One of my worst habits is that I don’t drink enough water. My mate Lisa is always ribbing me about it and when we went on holiday together a few years ago she really was the water police! My skin never looked so good – despite the sunburn from an open-top bus ride. I don’t really like those water infusion bottles where you add fruit (it can go manky during the day unless you stick to citrus fruits), but I recently bought a Twinings Cold In’Fuse starter kit (it was £7.50 at Waitrose). The bottle, with a handy grippy lid, comes with three flavoured sugar-free infusions which I think taste pretty yummy and have made reaching for water more enjoyable. That said, you don’t need to buy one of these. Any water bottle will do. Simply add a herbal/fruit teabag and leave it to steep. Much healthier than a diet drink filled with sweeteners.

3 Cut down on meat

I don’t eat a great deal of meat anyway, and only really eat red meat if I’m out. Now I don’t think there’s anything especially wrong with eating meat –particularly if it’s free-range and higher welfare, but we should all be thinking about introducing more grains and pulses into our diets. A trick from my slimmer days was to use half meat/half lentils in loads of dishes. Bolognese, chilli, curry, shepherd’s pie, burgers. Not only is this cheaper, but it bulks your meal out with fibre too. I’ve filled a cupboard with chickpeas, lentils, beans and grains to experiment.

4 Mindful eating

How often do you go to make dinner, and eat while you’re cooking? Case in point. I made my husband a cheese omelette last night and cut off and nibbled chunks of fromage in the process. Before I knew it I’d got through a fair amount, without really thinking about it. A big thing for me this year is to only eat when I’m sitting down to a meal. No hovering in the shadow of the fridge light at bedtime a la Nigella. It’s scary how those stolen bites here and there add up!

5 Eat more fibre

Soluble and insoluble fibre are invaluable for health and I’m guilty of not eating enough – as are many many others. It’s recommended we have about 30g per day by filling up on wholegrains. I’m talking sugar-free cereal, brown rice, brown pasta, porridge, and of course fruit and vegetables. When they were smaller my kids would eat ‘brown’ versions of everything without fuss. Now they’re older there’s a resistance. But in our house you eat what you’re given. Wholewheat pasta it is from now on.
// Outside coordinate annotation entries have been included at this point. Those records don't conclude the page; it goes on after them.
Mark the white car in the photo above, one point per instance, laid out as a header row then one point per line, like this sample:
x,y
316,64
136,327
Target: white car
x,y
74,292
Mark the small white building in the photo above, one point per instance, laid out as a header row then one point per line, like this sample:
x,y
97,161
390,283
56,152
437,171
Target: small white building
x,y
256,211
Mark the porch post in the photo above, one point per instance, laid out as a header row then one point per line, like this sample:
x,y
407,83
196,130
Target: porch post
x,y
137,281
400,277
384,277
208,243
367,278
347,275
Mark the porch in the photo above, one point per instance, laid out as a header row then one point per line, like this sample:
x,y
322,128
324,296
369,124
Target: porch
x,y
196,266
6 I must like yoghurt and low-fat cheese

I don’t do yoghurt. As a child I think I managed to get down those cheapo toffee yoghurts which were probably 80% sugar, but I cannot stomach them as a grown-up. Before Christmas I bought an organic Yeo Valley lemon yoghurt thinking it would illuminate me. Nope. Instead my friends got to see me gagging over the pot in the kitchen. I’m not giving up though. This year I fully intend to try lots of different varieties of low-sugar and fat-free dairy and non-dairy yoghurt. Oh and Quark..which looks like vomit but apparently is high in protein and makes a decent low-fat quiche. Watch this space.

7 Frying in water

When I was around 19 I lost three stone by loosely following the Slimming World plan. One of the biggest changes I made was not frying or baking in oil. I didn’t think it would make a difference. But it did. Now, there are some recipes which cannot be the same without butter or olive oil. Those will continue to be cherished in their original form. But for everyday, bog standard cooking, I’m back to sauteeing in a decent non-stick pan with a splash of water.

8 A little bit of what I fancy

Denial is the worst. Life is here for the living, for the enjoying and cutting out favourite foods is not only completely unconducive to staying on a healthier path for longer, but it’s sinful. Let’s not forget the utter joy of food. But let’s have less of those naughty things every day. I have moved my ‘naughty food’ to an upstairs cupboard and separated it into portions so each night I can go and grab a little something I fancy’. Why the hell not?